Неприкасаемому парторгу Федору Черному было «указано».
Подняли Леоновича.
К тому времени я, конечно, статью прочитал. Мы уже поспорили с моим новым другом насчет некоторых пассажей. У него и Белинский, и Чернышевский, и Ленин, и Блок — были «…бережны в отношении к своей душе, чисты в своих принципах… глухи к мелкостям бытия и мнениям черни».
И Маяковский у него был с жизнью в расчете, был затравлен, оклеветан и расстрелян врагами коммунизма.
И с Пастернаком Леонович не был согласен, а считал, что агитки РОСТа и Моссельпрома написаны Маяковским искренне, а не «в услужение» партии.
«Партии и поэзии нужны солдаты, а не услужливые простаки», — написал Леонович в своей статье.
А незадолго перед этим он посвятил мне стихотворение, где были такие слова:
Неблагоразумны — как вызов, как выстрел — рылеевцы, писаревцы, коммунисты…Это для него был один ряд.
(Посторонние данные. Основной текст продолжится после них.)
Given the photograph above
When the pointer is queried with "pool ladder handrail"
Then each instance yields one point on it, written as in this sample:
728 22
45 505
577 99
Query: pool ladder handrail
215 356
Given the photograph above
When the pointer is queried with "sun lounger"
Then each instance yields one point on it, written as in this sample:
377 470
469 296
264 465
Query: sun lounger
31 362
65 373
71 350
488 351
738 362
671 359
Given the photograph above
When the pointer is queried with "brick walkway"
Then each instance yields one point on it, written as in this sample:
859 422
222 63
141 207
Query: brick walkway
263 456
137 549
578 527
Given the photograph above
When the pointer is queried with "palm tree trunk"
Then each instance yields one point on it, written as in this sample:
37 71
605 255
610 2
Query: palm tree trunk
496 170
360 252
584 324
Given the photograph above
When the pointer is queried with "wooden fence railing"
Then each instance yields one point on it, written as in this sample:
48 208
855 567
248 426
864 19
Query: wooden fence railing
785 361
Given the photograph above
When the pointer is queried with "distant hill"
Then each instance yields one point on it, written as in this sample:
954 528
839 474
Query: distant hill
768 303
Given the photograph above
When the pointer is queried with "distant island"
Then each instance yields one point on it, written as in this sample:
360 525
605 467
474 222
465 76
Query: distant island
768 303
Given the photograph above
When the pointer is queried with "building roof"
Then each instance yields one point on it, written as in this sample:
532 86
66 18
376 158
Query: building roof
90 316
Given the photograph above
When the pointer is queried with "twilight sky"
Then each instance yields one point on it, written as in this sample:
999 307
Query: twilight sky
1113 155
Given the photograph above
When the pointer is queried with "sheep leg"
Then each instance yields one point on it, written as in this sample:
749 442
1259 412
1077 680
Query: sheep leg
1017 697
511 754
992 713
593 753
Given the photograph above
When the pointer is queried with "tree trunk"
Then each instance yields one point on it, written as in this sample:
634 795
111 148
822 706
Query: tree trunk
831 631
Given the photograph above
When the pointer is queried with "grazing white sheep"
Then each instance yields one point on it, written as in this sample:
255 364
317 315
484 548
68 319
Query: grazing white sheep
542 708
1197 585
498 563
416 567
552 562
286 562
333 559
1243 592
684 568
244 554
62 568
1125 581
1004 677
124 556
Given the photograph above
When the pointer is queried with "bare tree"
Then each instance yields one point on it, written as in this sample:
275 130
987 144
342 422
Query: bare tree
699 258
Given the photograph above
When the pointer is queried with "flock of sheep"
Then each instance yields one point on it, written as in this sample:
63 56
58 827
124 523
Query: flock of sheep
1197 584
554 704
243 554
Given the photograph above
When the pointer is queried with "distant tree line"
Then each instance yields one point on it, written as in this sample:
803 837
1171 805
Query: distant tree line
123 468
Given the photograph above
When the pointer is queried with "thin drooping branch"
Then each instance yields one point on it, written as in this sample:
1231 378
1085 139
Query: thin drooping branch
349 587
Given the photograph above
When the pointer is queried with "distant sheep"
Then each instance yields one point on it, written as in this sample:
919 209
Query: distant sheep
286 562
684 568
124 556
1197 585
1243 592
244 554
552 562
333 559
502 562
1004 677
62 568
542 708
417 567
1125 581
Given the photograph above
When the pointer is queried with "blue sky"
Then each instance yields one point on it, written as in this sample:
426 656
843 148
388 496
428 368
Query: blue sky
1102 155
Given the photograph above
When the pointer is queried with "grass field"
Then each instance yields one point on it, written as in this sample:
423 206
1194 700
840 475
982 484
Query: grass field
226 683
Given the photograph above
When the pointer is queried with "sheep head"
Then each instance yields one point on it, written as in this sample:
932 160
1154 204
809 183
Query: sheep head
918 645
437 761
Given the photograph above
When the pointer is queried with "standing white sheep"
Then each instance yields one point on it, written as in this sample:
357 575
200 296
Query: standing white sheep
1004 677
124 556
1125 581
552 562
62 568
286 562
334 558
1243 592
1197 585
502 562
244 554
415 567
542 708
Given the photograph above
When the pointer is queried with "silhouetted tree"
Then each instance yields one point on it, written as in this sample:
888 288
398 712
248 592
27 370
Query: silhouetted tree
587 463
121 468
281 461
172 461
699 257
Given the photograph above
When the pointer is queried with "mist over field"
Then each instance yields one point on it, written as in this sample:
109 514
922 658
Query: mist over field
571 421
Но партийного критика не проведешь. Тем более что в статье имелись прозрачные намеки насчет какой-то «революции духа».
Леонович писал: «…чтобы она победила, потребуется переделать социальный мир. Все препоны на этом пути уже осознаны, осуждены и приговорены. Остается только моральную гибель их сделать реальной».
Вот, значит, куда заносит!
Я стоял в задних рядах актива, собранного по случаю выездного бюро горкома, вспоминал. До меня донеслось:
— Так вы, значит, не читали статьи? Как же вы могли подписать ее в печать?
Я пожал плечами.
— Ну, а теперь-то прочитали? И что?
— Вообще говоря, я с нею согласен.
Ах, согласен?
К тому времени я был уже «в рядах», а значит был их собственностью. Прибывшие из города начали с удовольствием высказываться, один за другим, а зал гудел, с ближних стульев ко мне тянулись руки, словно пытались ухватить, как это уже однажды было на площади, когда громили милицию. Я слышал шипение и ругательства, это номенклатура стройки демонстрировала президиуму свое рвение.
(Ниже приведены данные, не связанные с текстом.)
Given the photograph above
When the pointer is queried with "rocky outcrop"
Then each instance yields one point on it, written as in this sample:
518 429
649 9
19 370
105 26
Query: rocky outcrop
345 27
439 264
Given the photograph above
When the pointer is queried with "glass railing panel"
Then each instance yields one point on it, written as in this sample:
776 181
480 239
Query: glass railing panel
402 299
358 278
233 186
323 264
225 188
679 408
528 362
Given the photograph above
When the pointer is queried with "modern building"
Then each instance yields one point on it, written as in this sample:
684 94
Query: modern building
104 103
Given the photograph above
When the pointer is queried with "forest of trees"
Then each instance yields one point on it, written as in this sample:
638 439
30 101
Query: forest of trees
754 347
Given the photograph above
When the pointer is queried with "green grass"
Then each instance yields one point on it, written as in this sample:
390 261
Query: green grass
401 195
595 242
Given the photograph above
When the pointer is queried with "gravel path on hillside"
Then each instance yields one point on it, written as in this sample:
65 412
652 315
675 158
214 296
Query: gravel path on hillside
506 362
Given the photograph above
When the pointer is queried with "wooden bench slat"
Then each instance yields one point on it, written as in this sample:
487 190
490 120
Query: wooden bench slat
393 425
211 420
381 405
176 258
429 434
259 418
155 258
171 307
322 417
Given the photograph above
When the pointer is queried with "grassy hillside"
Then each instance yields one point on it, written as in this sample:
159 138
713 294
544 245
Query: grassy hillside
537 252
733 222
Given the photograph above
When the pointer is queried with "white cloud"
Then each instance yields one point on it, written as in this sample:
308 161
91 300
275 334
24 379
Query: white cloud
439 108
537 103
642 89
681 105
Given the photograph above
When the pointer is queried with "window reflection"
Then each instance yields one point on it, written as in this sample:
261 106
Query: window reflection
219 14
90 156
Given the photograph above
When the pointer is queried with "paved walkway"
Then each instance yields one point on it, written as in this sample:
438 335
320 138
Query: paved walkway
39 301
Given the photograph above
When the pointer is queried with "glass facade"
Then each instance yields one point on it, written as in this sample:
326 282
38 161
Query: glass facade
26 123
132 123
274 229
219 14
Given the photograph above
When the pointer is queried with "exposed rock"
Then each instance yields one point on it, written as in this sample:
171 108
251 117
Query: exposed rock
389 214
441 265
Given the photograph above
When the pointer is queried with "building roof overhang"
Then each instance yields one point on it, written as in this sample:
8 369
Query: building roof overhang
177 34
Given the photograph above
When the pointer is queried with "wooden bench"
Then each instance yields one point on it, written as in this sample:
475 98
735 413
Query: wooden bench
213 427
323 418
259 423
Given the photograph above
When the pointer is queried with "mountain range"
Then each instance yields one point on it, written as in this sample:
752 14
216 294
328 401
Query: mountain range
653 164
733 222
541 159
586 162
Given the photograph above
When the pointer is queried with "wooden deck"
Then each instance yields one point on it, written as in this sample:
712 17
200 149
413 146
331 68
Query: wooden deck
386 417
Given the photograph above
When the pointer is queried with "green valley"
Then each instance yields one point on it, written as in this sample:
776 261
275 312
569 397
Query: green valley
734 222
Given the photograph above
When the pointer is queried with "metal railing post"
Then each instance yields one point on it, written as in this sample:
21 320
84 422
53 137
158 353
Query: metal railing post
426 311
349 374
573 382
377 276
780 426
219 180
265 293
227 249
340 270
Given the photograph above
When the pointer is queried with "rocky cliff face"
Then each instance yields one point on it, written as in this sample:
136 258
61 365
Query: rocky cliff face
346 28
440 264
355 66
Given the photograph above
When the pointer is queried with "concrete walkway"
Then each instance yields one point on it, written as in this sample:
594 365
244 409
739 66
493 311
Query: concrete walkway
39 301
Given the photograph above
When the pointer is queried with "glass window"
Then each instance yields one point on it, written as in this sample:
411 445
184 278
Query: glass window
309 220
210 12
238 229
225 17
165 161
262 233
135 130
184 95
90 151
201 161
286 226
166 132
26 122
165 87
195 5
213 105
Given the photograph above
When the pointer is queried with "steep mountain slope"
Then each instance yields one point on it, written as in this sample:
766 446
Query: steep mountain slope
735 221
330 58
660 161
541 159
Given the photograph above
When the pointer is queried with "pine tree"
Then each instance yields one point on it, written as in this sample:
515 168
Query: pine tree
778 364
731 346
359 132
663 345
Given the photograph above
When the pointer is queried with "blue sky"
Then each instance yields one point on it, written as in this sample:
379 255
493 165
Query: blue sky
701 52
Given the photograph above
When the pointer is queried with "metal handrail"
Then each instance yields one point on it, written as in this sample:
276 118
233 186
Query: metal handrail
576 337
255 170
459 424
Мне объявили выговор, и я с чистым сердцем, на зиму глядя, опять ушел в бригаду. Стройка, как нечто возвышенное, перестала меня занимать. Окружающая жизнь казалась все более пресной, провинциальной и бессмысленной. К чему столько метаний? Сплошная головная боль для близких людей. Мать собирала коробки посылок, их отправляли и родители Евы, бесчисленное множество. Зачем все это? Не прав ли товарищ, оставшийся в Москве, не пожелавший растрачивать попусту столько усилий? Что я узнал такого на сибирской стройке, чего не открыл бы для себя вблизи от дома? Все труднее становилось убеждать себя в том, что хождение в народ протекает не без пользы. Стройка вокруг все меньше напоминала романтическую мечту, все больше превращалась в тривиальную рабочую слободку, где занудство советской действительности было то же самое, что и в столице, только гаже. «Где республика?» — немо взывал я.